The end of his military career was still a vibroblade in his back and felt like an actual weight on his chest that Han would carry around for the rest of his days. But right now even that paled in comparison to this newfound fact. He no longer had the option of only looking out for himself, of only caring what happened to him. Among other things, Han now had to come to terms with the fact that he had been locked in carbonite for a month, he didn't even know how to begin to grasp a loss of time of that amount. Time didn't exist in carbon hibernation, something did, but time just spanned on forever, it never changed, it...actually it bore some semblance to the blindness that had followed it, though thankfully that was a far shorter experience. But all this was coupled with the fact Vader had actually gone to Tatooine, had confronted and killed Jabba the Hutt, something most people in the galaxy would never even dream of and none would ever attempt, all to rescue him. Nobody he'd ever known in his entire life would be willing to take that risk, go to all that trouble to save him, none would even try. Perhaps that was the most overwhelming fact of all, how much time and effort and resources Vader had poured into finding him and saving him, when he barely even knew the man. All he knew was that he was his son...a wave of coldness washed through Han as he thought again of just what all Vader had put up with himself through all this, and how much it had to have meant to he himself to get Han back no matter what. Hmm, so that's what a father's love looked like.
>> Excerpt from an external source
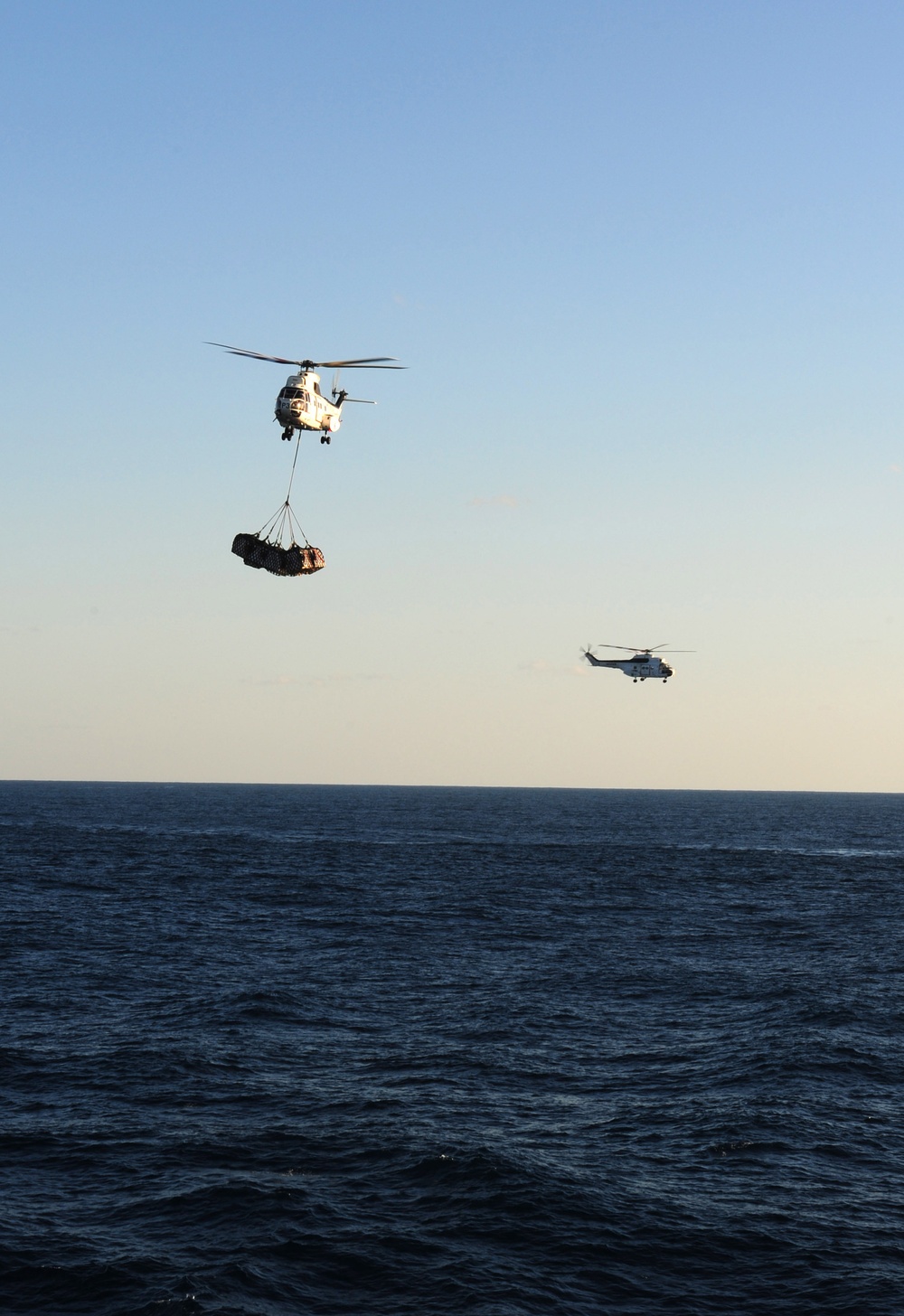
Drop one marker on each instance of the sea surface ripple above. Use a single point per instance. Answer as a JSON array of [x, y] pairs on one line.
[[400, 1050]]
Han felt his eyelids getting heavier, and felt his chin drop to his chest, and it seemed he just sat on the floor like that for several minutes, not asleep but barely awake, waiting, trying to figure out what to do next.
He was only faintly aware of himself murmuring, half asleep, "I want my mother," before his eyes opened and he realized he'd actually fallen asleep, but for how long he had no idea. With an occasional sigh and/or groan, he pulled himself up from the floor and looked out the windscreen. It was still night, though he still had no idea which day it was supposed to be. He thought for a minute, then came to a decision.